Almost four decades later, on a recent grey and rainy Sunday, I saw Lawrence of Arabia for the second time. Friends of ours had noticed that it was playing at a local revue cinema. Our children had never heard of it, much less seen it. So we were invited for a brunch to be followed by an epic afternoon spent en famille with David Lean's masterpiece.

Now, I'm not a big fan of brunches -- not because I don't like buck fizzes and smoked salmon on bagels and French toast and the animated buzz of conversation that occurs when you have twenty or thirty cups of coffee with good friends before noon. It's just that I never know what to do afterward. There's something a little deflating about gassing yourself up with caffeine and alcohol and carbohydrates and then, after bidding farewell to fellow-brunchers, marching back into the world and finding yourself faced with . . . a Sunday.

If you share this complaint, allow me to make a suggestion. Have brunch. Then go see Lawrence of Arabia. Say what you will about David Lean's old-fashioned directorial instincts, they sure fill up an afternoon.

Almost forty years after I first saw the riding, wavering shape of Omar Sharif, as Sheik Ali Ibu el Kharish, slowly, slowly, slowly emerge through the desert haze at the well at Masruh; almost forty years after I first watched in horror as the young Bedouin, Daud, disappeared into the quicksand of the Sinai; almost forty years after I sat, spellbound by the spectacle of forty horses leaping off the side of Turkish boxcars and then being stampeded across the desert by Anthony Quinn -- after so much time, and after so many intervening films, I was amazed at how much of Lawrence of Arabia was still with me.

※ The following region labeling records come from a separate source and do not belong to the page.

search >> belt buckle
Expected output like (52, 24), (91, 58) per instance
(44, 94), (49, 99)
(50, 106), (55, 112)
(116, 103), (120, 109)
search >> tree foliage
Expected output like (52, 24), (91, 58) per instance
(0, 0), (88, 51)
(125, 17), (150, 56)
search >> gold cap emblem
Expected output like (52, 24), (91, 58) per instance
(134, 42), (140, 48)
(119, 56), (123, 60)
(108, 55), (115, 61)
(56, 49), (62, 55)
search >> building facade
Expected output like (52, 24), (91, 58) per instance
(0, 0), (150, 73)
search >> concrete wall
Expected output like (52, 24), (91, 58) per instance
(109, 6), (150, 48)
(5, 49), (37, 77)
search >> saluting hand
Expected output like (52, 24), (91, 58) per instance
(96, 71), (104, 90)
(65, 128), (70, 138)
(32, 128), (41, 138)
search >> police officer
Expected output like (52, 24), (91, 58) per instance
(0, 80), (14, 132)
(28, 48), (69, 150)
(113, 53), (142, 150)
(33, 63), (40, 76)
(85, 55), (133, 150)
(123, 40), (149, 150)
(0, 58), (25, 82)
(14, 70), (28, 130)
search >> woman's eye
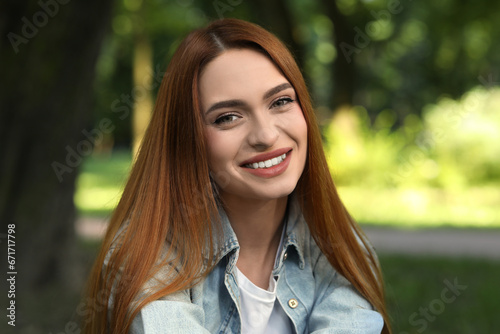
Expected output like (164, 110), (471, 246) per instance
(272, 97), (294, 108)
(214, 115), (238, 125)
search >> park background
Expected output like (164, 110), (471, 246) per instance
(0, 0), (500, 334)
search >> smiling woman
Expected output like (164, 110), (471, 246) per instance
(83, 19), (390, 333)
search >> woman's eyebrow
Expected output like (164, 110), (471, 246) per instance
(264, 82), (293, 100)
(205, 100), (247, 115)
(205, 82), (293, 115)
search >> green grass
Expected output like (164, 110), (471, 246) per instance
(75, 151), (500, 228)
(74, 151), (131, 216)
(339, 187), (500, 228)
(380, 255), (500, 334)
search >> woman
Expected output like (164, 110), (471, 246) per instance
(84, 19), (390, 333)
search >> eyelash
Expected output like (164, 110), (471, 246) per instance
(214, 97), (295, 125)
(271, 97), (295, 108)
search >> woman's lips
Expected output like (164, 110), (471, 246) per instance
(240, 147), (292, 167)
(241, 149), (292, 178)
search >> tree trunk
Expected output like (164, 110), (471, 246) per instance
(0, 0), (112, 333)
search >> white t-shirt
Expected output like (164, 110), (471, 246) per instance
(236, 228), (293, 334)
(236, 268), (292, 334)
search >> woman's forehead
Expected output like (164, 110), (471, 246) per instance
(200, 49), (288, 104)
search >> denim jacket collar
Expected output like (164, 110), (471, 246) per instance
(210, 194), (306, 270)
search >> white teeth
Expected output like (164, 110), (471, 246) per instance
(245, 153), (286, 169)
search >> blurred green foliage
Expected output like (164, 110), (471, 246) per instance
(324, 87), (500, 190)
(380, 254), (500, 334)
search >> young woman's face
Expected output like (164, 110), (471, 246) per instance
(199, 49), (307, 200)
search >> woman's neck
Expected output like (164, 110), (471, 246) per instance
(223, 196), (288, 289)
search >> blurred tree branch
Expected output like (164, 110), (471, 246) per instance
(0, 0), (112, 329)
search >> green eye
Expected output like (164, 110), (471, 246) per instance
(272, 97), (294, 108)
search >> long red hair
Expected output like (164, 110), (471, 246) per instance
(83, 19), (390, 334)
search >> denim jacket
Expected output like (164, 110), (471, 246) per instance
(118, 201), (384, 334)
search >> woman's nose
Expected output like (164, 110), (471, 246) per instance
(248, 114), (279, 148)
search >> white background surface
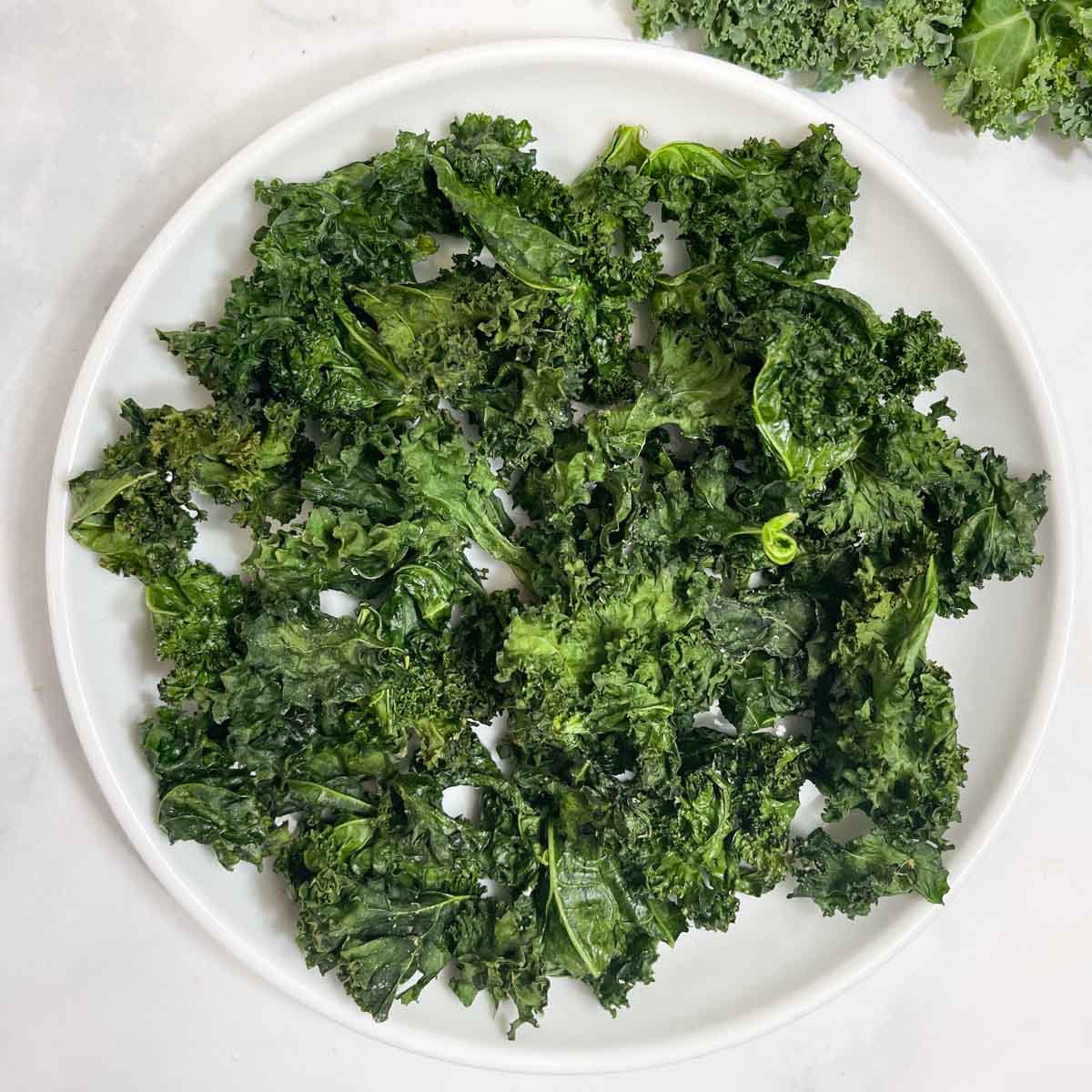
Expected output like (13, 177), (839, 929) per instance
(0, 0), (1092, 1092)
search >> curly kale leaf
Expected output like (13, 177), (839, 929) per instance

Scene by scene, the memory of each came flooding back. Time and again, I was a second or two ahead of a narrative I had no idea I could recall so vividly. Before seeing his face, I remembered that it was Gasim, the Bedouin Lawrence had saved in the Nefud, that Lawrence would have to execute in order to keep the peace between the feuding tribes of the Howeitat and the Harith. When, crouched beside a railroad track, the young Ferraj tucks a detonator into his belt, I winced immediately, already knowing what was about to happen. And when Lawrence and his Bedouin servant appear like dust-encrusted apparitions in Cairo and are told, after Lawrence has ordered two tall lemonades with ice at the bar, that "this club is for British Officers," I knew what Peter O'Toole's masterfully delivered reply would be before he uttered it: "That's all right. We're not particular."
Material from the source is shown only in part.